Researching Diseases in Wild Oysters

Nov 12, 2015

Credit www.vims.edu

While farmed oysters are big business in Virginia, the Chesapeake Bay wild oyster is still struggling with bay pollution and two diseases, harmless to humans, but fatal to oysters.

Since the late 1980s, the Virginia Institute of Marine Science has conducted annual surveys to check on how wild oysters are coping.

Dermo also called perkinsus was the first to attack oysters in 1949 robbing them of nutrients and eating them from the inside out. Ten years later, MSX arrived from Asia. By the mid-1980s oysters were in big trouble with commercial harvests at historic lows. Now, that's slowly changing.

Ryan Carnegie, an associate professor at VIMS, is trying to figure how oysters are living longer even though disease levels remain high.

“On the wild beds the oysters are doing better and better and better, despite the fact that perkinsis remains at a historical high. We're asking why that is, what the oysters are doing right. Are they experiencing the same physiological consequences that they did in the past.”

While all Virginia wild oysters are infected with perkinsus, the latest surveys show a very low number are infected with MSX. And VIMS researchers found something very interesting - MSX may not even be an oyster parasite at all.

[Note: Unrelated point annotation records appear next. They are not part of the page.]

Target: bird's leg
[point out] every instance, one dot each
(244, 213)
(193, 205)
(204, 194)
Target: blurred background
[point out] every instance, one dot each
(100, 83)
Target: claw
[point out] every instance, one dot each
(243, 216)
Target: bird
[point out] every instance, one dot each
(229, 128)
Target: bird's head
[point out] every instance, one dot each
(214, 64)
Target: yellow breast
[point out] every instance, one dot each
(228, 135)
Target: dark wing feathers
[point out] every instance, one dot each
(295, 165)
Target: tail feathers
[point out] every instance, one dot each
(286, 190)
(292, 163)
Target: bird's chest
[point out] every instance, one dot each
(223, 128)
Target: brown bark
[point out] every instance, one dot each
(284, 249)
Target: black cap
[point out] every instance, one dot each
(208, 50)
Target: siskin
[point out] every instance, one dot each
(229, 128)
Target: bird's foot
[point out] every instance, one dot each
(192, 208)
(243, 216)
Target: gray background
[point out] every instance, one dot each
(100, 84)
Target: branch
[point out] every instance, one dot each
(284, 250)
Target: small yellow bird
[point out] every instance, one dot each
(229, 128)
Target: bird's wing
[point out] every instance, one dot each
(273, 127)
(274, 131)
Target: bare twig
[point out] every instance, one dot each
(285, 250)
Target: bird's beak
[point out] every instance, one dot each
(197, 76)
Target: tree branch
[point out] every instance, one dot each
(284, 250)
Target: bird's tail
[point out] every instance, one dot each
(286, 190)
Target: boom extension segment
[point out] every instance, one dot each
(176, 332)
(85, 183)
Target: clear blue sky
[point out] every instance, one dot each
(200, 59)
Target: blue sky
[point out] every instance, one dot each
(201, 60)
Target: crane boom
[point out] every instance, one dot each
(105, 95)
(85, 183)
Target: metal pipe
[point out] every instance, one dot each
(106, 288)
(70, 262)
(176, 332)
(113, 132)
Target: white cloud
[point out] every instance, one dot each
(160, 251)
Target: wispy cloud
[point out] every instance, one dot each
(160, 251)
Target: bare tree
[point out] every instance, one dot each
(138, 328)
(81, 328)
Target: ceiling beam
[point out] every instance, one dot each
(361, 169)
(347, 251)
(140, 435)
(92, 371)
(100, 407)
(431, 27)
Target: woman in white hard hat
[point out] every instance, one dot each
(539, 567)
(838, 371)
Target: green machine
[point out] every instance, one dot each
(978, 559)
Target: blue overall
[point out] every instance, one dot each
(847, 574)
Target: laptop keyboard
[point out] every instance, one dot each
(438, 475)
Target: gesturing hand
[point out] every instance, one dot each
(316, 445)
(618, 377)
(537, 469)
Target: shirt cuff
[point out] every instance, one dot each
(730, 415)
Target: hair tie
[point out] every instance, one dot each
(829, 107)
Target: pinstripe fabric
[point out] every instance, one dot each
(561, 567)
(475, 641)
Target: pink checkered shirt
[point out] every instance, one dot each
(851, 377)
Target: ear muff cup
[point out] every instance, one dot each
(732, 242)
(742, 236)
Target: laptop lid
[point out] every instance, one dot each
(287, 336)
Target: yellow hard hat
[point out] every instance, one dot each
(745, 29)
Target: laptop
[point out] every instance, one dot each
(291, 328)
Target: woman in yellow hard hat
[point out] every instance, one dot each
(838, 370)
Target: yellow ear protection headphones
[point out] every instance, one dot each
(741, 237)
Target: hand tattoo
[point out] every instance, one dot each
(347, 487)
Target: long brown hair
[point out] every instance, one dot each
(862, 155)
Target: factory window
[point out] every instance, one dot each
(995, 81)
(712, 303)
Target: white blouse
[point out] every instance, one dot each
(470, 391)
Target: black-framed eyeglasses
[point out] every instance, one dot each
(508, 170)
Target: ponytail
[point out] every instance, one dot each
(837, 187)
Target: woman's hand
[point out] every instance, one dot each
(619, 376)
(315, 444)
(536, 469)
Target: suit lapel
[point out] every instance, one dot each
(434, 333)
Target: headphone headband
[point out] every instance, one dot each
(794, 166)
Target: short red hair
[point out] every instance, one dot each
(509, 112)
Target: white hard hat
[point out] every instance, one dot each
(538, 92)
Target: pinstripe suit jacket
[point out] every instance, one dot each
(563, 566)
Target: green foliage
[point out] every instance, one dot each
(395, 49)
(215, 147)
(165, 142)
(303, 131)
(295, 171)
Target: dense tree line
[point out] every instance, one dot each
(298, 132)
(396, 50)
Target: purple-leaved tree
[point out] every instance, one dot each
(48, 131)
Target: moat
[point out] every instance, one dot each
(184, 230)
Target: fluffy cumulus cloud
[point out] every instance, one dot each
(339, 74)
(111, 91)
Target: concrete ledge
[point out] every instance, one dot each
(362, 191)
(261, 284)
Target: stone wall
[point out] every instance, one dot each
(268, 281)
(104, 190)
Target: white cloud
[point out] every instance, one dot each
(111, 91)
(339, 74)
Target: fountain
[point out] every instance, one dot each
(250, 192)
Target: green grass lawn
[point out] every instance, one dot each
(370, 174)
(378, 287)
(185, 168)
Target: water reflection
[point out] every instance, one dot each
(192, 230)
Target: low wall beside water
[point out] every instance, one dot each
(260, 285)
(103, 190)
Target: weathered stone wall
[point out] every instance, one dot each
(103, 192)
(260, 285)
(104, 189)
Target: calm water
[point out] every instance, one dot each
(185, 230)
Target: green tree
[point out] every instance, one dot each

“Perkinsus is an oyster parasite. But if we sat MSX down and asked it who it really is, MSX would probably say to us, “well alright to be honest, I'm actually not an oyster parasite. I infect oysters and I can kill them but I prefer to infect something else.”

Carnegie says researchers have also learned more about perkinsus. It needs large populations of oysters to survive. Back in the 80's when the oysters were barely hanging on because of the two diseases, perkinsus morphed into a more lethal parasite, shrinking in size, growing in number and infecting a different part of the oyster.

“So the suggestion is, that this is actually change in parasite virulence where an older form, that was the only form that existed up until the 1980s, was replaced by a hyper-virulent form, like superbug of the parasite basically, that completely took over in the 1980s when disease intensified and it's basically now all we see.”

So will perkinsus ever die off? Carnegie says no. It's likely the parasite will continue to adapt. Meantime, MSX may be off enjoying something other than oysters.